Categories: General

Sunday Leftovers

Hold the phones! Here’s Education Law Center’s Executive Director David Sciarra on funding for charter schools and traditional schools: “You can’t fund schools based on who governs them.” Advocates for alternative public schools, which receive less state aid based on governance, will be thrilled to hear this from one of their chief naysayers.

Trenton Mayor Eric Jackson had this to say about Gov. Christie’s new school funding proposal: “When you start talking about reducing the per pupil amount to some outrageous state average that is not applicable in any urban center, you’re asking for fiscal destruction of urban centers,” the mayor said. “I would hope and don’t think that this could ever get passed.” The Trentonian notes that the plan would flatline all school spending aid, regard of socio-economic status, to $6,559 per pupil.
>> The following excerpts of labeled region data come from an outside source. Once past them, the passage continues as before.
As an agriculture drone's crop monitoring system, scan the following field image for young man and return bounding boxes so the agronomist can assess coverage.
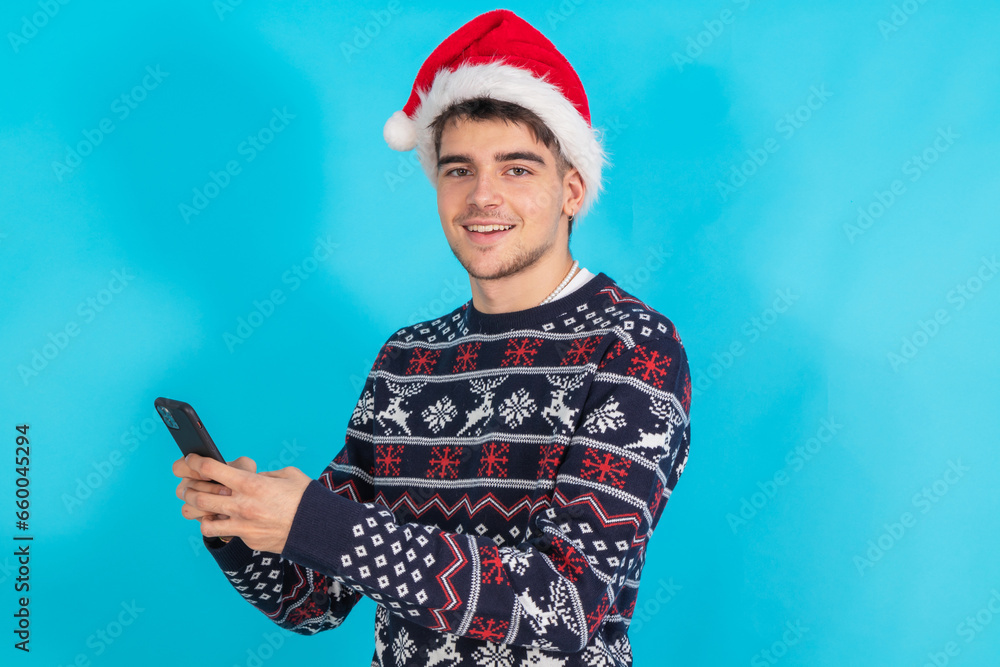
[174,10,691,667]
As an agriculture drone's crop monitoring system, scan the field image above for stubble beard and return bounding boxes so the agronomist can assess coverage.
[451,239,554,280]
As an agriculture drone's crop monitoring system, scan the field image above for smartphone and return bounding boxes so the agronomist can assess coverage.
[153,396,226,463]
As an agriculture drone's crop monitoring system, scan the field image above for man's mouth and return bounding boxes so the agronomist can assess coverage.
[465,225,514,243]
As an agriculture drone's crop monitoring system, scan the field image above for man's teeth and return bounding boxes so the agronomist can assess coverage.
[468,225,514,232]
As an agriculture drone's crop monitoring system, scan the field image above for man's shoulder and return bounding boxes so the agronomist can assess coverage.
[595,279,683,348]
[386,301,470,345]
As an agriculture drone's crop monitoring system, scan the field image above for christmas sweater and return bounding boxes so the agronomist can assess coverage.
[206,273,691,667]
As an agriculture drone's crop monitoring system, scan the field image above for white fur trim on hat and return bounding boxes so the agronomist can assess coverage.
[382,111,417,151]
[406,62,608,220]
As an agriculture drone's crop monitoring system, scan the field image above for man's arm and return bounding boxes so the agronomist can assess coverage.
[274,336,690,652]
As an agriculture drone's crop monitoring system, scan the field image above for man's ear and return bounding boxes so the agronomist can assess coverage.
[563,167,587,215]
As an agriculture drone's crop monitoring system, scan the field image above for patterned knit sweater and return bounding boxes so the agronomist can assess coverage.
[206,273,691,667]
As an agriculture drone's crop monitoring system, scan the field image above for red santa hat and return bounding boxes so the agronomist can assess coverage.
[383,9,608,219]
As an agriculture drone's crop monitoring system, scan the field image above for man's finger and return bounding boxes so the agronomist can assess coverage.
[177,479,232,500]
[184,489,236,515]
[185,454,252,489]
[201,518,243,537]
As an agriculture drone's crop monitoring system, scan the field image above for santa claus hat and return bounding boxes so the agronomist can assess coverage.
[383,9,608,219]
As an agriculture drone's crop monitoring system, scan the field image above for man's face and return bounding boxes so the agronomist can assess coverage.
[437,118,579,280]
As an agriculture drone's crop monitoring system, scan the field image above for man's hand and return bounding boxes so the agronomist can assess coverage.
[174,454,312,554]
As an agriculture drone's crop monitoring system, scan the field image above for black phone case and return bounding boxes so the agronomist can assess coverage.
[153,396,226,463]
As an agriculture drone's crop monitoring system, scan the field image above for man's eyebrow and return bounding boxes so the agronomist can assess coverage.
[438,151,545,169]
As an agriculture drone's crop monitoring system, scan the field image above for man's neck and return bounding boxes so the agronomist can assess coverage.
[469,249,573,313]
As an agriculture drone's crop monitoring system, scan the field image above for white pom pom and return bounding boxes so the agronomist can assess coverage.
[382,111,417,151]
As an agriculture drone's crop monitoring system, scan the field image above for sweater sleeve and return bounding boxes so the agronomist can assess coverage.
[282,334,690,652]
[203,374,382,635]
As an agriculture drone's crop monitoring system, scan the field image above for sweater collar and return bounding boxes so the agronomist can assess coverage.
[462,272,615,334]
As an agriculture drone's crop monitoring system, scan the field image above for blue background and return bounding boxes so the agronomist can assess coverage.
[0,0,1000,667]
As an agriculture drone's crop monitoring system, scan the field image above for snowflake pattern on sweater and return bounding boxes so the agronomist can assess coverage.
[206,273,691,667]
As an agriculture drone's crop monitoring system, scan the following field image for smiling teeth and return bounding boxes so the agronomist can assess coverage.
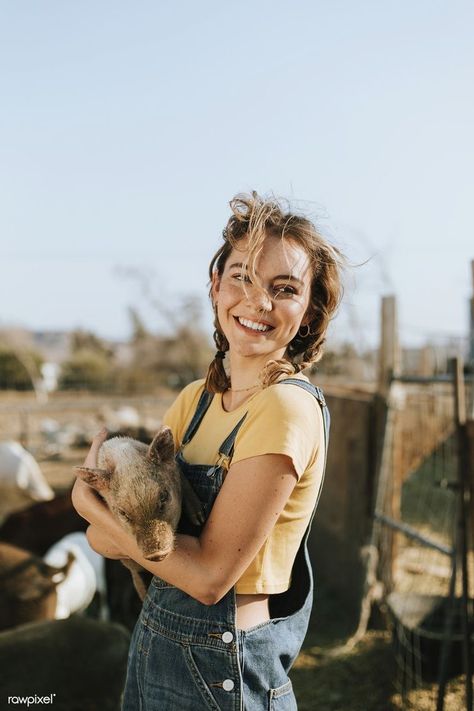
[238,316,270,331]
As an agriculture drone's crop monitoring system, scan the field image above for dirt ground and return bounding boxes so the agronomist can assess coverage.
[0,394,465,711]
[290,588,466,711]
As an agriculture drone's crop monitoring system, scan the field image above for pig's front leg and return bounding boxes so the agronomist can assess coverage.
[180,472,205,526]
[121,558,153,601]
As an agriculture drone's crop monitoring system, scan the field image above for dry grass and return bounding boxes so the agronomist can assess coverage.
[290,590,465,711]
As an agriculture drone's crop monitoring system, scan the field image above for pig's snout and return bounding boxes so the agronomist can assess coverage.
[137,521,174,561]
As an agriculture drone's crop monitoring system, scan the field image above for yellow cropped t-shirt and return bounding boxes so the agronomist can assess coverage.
[163,373,324,594]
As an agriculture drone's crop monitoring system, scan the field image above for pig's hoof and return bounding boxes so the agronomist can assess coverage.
[189,509,206,526]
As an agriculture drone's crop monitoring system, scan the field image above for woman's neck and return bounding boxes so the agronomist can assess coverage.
[222,351,283,412]
[228,351,284,394]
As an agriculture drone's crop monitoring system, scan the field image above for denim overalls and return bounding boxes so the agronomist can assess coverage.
[122,378,329,711]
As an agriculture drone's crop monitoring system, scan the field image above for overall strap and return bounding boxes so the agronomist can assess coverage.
[279,378,331,520]
[213,412,248,471]
[278,378,331,457]
[181,390,214,447]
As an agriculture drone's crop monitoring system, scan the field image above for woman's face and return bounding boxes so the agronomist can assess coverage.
[212,236,312,360]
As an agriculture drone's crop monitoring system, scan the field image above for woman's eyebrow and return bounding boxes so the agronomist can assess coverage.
[229,262,304,286]
[273,274,304,286]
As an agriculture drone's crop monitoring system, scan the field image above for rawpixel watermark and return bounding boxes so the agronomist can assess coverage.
[7,694,56,706]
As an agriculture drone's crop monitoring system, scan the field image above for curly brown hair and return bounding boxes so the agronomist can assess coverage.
[205,192,345,393]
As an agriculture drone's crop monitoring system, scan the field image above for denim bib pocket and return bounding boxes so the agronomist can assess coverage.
[268,679,297,711]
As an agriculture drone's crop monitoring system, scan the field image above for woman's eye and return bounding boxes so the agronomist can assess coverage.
[232,272,250,284]
[273,284,296,296]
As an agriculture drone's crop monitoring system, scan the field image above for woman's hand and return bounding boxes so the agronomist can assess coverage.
[71,428,108,523]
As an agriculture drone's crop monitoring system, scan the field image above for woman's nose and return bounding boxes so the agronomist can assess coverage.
[247,285,273,311]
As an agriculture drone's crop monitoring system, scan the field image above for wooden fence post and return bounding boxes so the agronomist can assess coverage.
[376,296,401,591]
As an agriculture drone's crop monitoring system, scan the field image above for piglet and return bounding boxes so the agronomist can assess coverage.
[75,427,204,600]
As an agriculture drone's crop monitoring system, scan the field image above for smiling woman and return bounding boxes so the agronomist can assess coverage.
[74,193,342,711]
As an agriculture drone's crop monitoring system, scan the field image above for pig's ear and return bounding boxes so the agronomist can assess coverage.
[147,427,174,462]
[74,467,110,491]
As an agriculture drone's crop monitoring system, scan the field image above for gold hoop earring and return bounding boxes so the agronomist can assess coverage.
[298,323,312,338]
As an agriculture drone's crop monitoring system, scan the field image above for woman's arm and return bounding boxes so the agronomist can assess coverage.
[73,436,297,605]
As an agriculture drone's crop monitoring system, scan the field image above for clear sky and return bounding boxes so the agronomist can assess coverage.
[0,0,474,354]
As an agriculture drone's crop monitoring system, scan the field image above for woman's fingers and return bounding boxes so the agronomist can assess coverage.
[84,427,109,468]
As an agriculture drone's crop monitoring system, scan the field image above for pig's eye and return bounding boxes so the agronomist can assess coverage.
[117,509,132,521]
[159,491,170,506]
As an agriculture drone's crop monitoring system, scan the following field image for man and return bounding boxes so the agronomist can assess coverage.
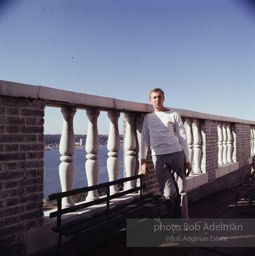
[141,88,192,218]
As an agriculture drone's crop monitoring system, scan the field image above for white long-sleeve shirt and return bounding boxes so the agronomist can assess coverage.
[140,110,190,163]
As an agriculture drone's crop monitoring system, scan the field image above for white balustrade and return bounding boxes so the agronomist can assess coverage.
[85,109,100,201]
[124,113,137,189]
[107,111,120,194]
[251,127,255,157]
[222,123,228,165]
[59,107,76,207]
[184,118,193,169]
[217,122,223,166]
[217,122,236,167]
[192,119,202,174]
[227,123,234,164]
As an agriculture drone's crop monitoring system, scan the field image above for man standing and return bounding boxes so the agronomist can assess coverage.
[141,88,192,218]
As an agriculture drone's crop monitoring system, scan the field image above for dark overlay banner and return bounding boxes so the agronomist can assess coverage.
[127,218,255,247]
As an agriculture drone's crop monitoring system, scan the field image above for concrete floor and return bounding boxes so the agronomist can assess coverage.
[37,184,255,256]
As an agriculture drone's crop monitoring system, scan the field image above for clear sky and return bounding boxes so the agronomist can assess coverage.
[0,0,255,133]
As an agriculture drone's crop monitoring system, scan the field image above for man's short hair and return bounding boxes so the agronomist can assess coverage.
[149,88,165,99]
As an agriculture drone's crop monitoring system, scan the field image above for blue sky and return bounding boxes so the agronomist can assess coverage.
[0,0,255,133]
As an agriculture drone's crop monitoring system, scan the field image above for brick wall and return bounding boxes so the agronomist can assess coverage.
[0,96,44,255]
Currently Trenton Public Schools is funded at $23,108 per pupil.

In a blast of serendipity, Jeff Bennett and I simultaneously corrected Dana Goldstein’s error-ridden Slate piece on Christie’s plan, but from different angles. Read them both for a complete view.
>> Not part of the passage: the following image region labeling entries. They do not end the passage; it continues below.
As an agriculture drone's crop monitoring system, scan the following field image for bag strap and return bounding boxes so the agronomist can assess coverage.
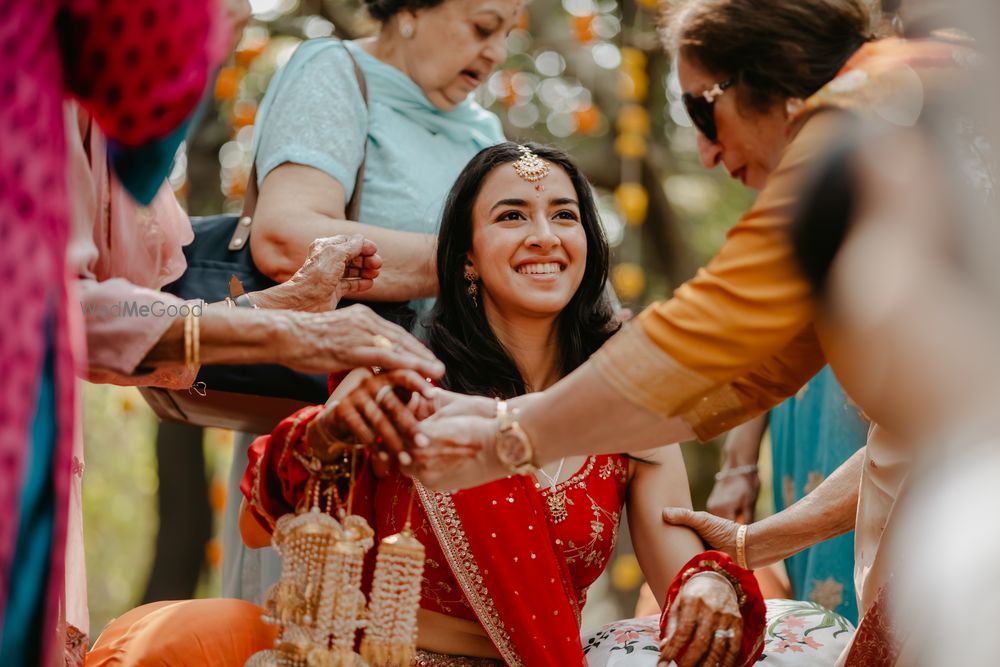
[229,39,368,251]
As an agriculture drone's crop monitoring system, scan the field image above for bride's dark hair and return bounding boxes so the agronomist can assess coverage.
[427,143,619,398]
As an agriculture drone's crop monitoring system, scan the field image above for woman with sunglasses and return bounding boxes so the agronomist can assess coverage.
[411,0,969,666]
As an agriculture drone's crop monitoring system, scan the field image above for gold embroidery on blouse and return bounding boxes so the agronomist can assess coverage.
[413,480,524,667]
[563,492,621,567]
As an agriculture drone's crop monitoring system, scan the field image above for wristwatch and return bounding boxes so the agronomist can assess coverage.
[496,401,538,475]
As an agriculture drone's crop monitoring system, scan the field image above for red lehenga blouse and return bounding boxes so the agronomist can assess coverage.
[242,406,628,667]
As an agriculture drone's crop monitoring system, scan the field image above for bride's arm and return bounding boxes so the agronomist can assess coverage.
[627,445,704,604]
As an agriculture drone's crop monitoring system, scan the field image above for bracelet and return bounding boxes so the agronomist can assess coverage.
[715,463,757,482]
[233,292,257,310]
[184,310,198,371]
[681,559,747,607]
[191,308,201,371]
[736,523,750,570]
[302,415,358,461]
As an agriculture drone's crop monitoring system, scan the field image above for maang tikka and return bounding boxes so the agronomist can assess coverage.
[465,266,479,308]
[514,146,549,183]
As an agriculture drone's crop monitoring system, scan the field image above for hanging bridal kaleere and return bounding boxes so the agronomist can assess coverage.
[246,434,424,667]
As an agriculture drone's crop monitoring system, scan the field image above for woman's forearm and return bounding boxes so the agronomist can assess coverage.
[746,447,866,568]
[512,363,695,465]
[142,305,294,368]
[627,445,702,604]
[250,211,438,301]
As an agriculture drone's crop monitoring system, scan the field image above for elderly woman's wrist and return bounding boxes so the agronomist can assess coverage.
[247,283,295,310]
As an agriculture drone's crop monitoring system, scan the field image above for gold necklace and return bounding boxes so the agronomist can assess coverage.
[538,456,569,523]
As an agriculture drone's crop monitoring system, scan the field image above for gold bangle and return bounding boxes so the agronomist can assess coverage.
[191,307,201,372]
[184,311,194,368]
[736,523,750,570]
[681,559,747,607]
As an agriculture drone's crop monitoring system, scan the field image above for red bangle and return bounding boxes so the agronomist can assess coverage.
[660,551,767,667]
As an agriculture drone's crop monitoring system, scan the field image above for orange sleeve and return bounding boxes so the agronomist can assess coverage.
[594,113,843,435]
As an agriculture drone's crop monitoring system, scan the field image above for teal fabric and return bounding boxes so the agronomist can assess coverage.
[108,115,195,206]
[771,366,868,624]
[0,336,56,665]
[256,38,504,234]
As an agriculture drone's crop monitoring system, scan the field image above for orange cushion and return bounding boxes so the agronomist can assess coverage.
[86,598,278,667]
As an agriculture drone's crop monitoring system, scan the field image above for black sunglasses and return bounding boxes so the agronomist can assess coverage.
[681,79,733,143]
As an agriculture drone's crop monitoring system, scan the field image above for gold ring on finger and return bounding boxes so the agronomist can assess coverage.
[375,384,392,406]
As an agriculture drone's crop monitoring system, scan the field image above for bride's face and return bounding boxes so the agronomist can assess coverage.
[469,163,587,317]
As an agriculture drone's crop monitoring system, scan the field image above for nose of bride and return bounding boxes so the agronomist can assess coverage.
[524,219,562,249]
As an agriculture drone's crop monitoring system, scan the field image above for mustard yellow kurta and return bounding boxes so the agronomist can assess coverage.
[593,39,968,640]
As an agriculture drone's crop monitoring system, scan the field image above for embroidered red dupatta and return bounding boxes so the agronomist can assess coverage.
[241,406,586,667]
[414,475,586,667]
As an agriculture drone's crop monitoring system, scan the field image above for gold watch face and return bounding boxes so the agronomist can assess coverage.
[497,430,532,468]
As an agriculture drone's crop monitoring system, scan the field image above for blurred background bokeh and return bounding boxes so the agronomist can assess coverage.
[84,0,770,636]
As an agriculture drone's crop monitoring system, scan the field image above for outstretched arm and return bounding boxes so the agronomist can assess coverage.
[663,447,867,569]
[627,445,703,604]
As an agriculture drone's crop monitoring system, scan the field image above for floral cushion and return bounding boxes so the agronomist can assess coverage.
[582,600,854,667]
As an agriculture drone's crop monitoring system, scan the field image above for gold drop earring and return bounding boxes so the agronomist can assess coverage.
[465,266,479,308]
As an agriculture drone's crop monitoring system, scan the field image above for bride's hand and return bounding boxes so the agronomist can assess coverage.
[312,370,431,466]
[660,573,743,667]
[403,412,510,491]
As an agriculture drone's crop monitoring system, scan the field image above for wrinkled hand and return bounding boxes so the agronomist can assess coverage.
[660,573,743,667]
[663,507,739,558]
[273,304,444,379]
[266,234,382,312]
[310,370,431,473]
[706,473,760,523]
[404,414,510,491]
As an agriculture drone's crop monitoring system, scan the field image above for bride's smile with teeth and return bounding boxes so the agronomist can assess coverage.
[468,159,587,319]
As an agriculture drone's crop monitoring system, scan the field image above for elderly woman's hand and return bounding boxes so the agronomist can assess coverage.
[310,370,430,467]
[404,414,510,491]
[663,507,740,558]
[276,304,444,379]
[660,572,743,667]
[251,234,382,312]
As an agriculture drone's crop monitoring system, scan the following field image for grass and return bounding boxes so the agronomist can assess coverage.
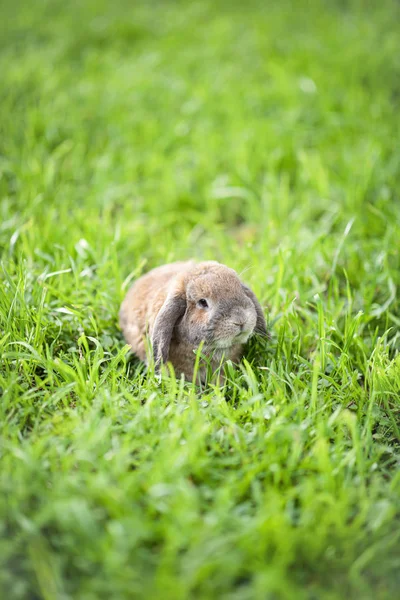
[0,0,400,600]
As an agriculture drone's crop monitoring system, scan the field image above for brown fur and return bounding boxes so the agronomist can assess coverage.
[120,261,266,380]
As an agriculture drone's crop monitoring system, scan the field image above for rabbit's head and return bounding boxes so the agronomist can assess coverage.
[152,261,267,361]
Joan Quigley says that Christie’s plan is “unlikely to happen.” The Star-Ledger looks at how the proposal would affect charter schools and asks five superintendents for their takes. From Think Progress:

New Jersey State Senator Mike Doherty said he supports the proposal and said taxpayers in wealthy municipalities need state property tax relief. He told NJ.com, “You have all these towns like Hoboken and Jersey City where people are living in million-dollar condos and paying next to nothing in taxes.” The proposal does have a Democratic supporter — Brick Township’s Mayor John Ducey who said school funding would be “fair and even.”

NJ Spotlight delves into problems, educational and otherwise, in Lakewood: “But the phenomenal growth that turned a struggling former lakeside resort into a boomtown has also strained its outdated infrastructure and led to severe financial deficits in the schools. Together, those problems have created a school busing crisis that has exacerbated social tensions and, according to public school parents, endangered their children’s safety.”

A bill in the Senate would require the State to make quarterly payments into the pension fund instead of annual ones and pay off the $5 billion debt in five years. This change would require a constitutional amendment.  PolitickerNJ quotes NJBIA President Michele Siekerka, who said  that “under this amendment the state would be required to make pension payments before anything else. The pension payment would become a super priority taking precedence over education, healthcare and public safety.” NJEA is for it.